In part three of Farm Zone’s ‘pioneers in agriculture’ series, we cover the life of grassland scientist George Stapledon 

Previous articles in the series have looked at the lives of George Barham, founder of the Express Country Milk Company; and Tom Williams and the 1947 Agricultural Act.

George Stapledon was a grassland scientist, an international authority on grasses, clovers, and other plants of the pasture. It was a very particular specialism. If it sounds narrow, though, the man’s career, and its influence, were anything but. The work he did, particularly from 1919 at the Welsh Plant Breeding Station, was to have a transformative impact on British farming; and the reach of his ideas would eventually change the look of the countryside itself.

The young George was not destined for science. He was born (in Northam, Devon, in 1882) into a prosperous family of business. His father owned a shipping agency for which George, after Cambridge, dutifully started work. It was only when he became unhappy – so unhappy that he went off to Kent to work for a fruit farm – that he discovered his passion for plant cultivation, and returned to Cambridge to pursue a diploma in Agriculture.

He was unhappy at Cambridge too, finding himself under stimulated, though, by the time he left, he was academically well-trained. He went on to teach – at the Royal Agricultural College in Cirencester – but Stapledon’s attention was always as much caught by what was happening in the surrounding countryside as it was concentrated in the classroom. In 1911 he watched the fiercest heatwave in living memory burn the fields of the Cotswolds brown.

The crisis sparked the young man’s imagination. He noted how well one indigenous grass, a species of fescue, was surviving the drought; and he wrote and published a paper on it. The finding that different grasses thrived or failed in different environments, and the idea that this fact might somehow be exploited to improve agricultural pasture, were breakthroughs that set the direction of a lifetime’s work.

And agricultural pasture did need improving. Just how badly would become clear to Stapledon over the course of his next appointment – as advisor to the University College of Wales in charge of compiling a local survey of land and vegetation. The resulting tour of grazing and hill farms throughout the middle of the country recorded a depressing norm of permanent pasture so unproductive that livestock had to be fattened by imported concentrates; and only occasional sowings from cheap seed mixes.

Sir Reginald George Stapledon FRS

Sir Reginald George Stapledon FRS

The coming of the First World War made the issue of national food production an important one, increasingly so as the war went on, and in 1917 an Official Seed Testing Station was set up by the Ministry of Agriculture. Stapledon – who had been sufficiently concerned by his findings in Wales to publish a damning report on the agricultural seed industry – was asked to be its director.

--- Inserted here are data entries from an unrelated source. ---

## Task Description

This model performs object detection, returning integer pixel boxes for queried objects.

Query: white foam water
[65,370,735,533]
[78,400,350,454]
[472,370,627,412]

He accepted, but stayed only until the end of the war, when he returned to Aberystwyth. This was the land he had come to know best, and it was also where a major new initiative, this too in need of a director, was to be launched: a Welsh Plant Breeding Station. Here, from 1919, began for Stapledon a pioneering programme of work which lasted until his departure 23 years later, and which, for the institute, would continue to the present day. (Aberystwyth University’s IBERS, whose new varieties are developed in partnership with Germinal Holdings, is the Station’s direct descendant).

The mission was to demonstrate that a farmer’s choice of seeds mattered: that the right varieties could deliver not just levels of cereal yield but a richness of grass for grazing far beyond the norm. And the Station bred the varieties to prove it. If there was precedent for such work with cereals (in this case mainly oats), to treat grasses and clovers in this way was at the time completely new. Nevertheless, using many thousands of broadly sourced samples and a range of breeding techniques, Stapledon and his team created a set of species for pasture more desirable (leafier, longer lasting) than anything then known in farming practice.

And farming practice was by this stage at the forefront of Stapledon’s agenda. He was adamant that the viability of the new seeds should be publicly demonstrated; and, for several years, small-scale trials were run on local farms. Then, in 1933, thousands of acres of difficult upland near Devil’s Bridge were converted into the spectacular Cahn Hill improvement project. Its rejuvenated green slopes were visible from miles away.

The more time Stapledon spent out in the field, the more convinced he became that good pasture was more than just a question of species selection: it, no less than arable, was about continuous, strategic husbandry. Sowing, he came to believe, should be regular and, where appropriate, responsive to environmental conditions and time of year. Ideally, temporary grass leys (some early, some late) should alternate with arable use so as to make land maximally productive.

Unproductive land, for Stapledon, was a failure only of the imagination. And there was no soil, in his view, that was not ‘fit for the plough’.

This philosophy, whose origins can be traced back to the pressures of the First World War, became central to the war effort of the Second. It was there in the celebrated ‘plough-up’ and Dig for Victory campaigns of the early 40s, the significance of which was later made clear by the Minister of Agriculture: ‘without the achievements of Stapledon, Britain would have starved.’

Sir George (as he was after 1939) retired from the Welsh Plant Breeding Station in 1942 and fully from scientific life shortly after that. Over the years that followed, the revolution he had started continued of its own momentum: by 1955 the amount of unproductive permanent pasture in Britain had fallen from about 15 million acres to about seven. Stapledon, more than any other individual, had set the land to work.

Some, of a more recent generation, have lamented the loss of so much derelict pasture (and the natural wilderness implied). But Stapledon was an environmentalist of a different stripe. Whatever else it was, the rehabilitation of farmland, was also, for him, a way of keeping rural communities in place, of preserving the culture of the countryside and of easing access to it for all. His vision of man in fruitful harmony with the earth in in fact now more relevant than ever.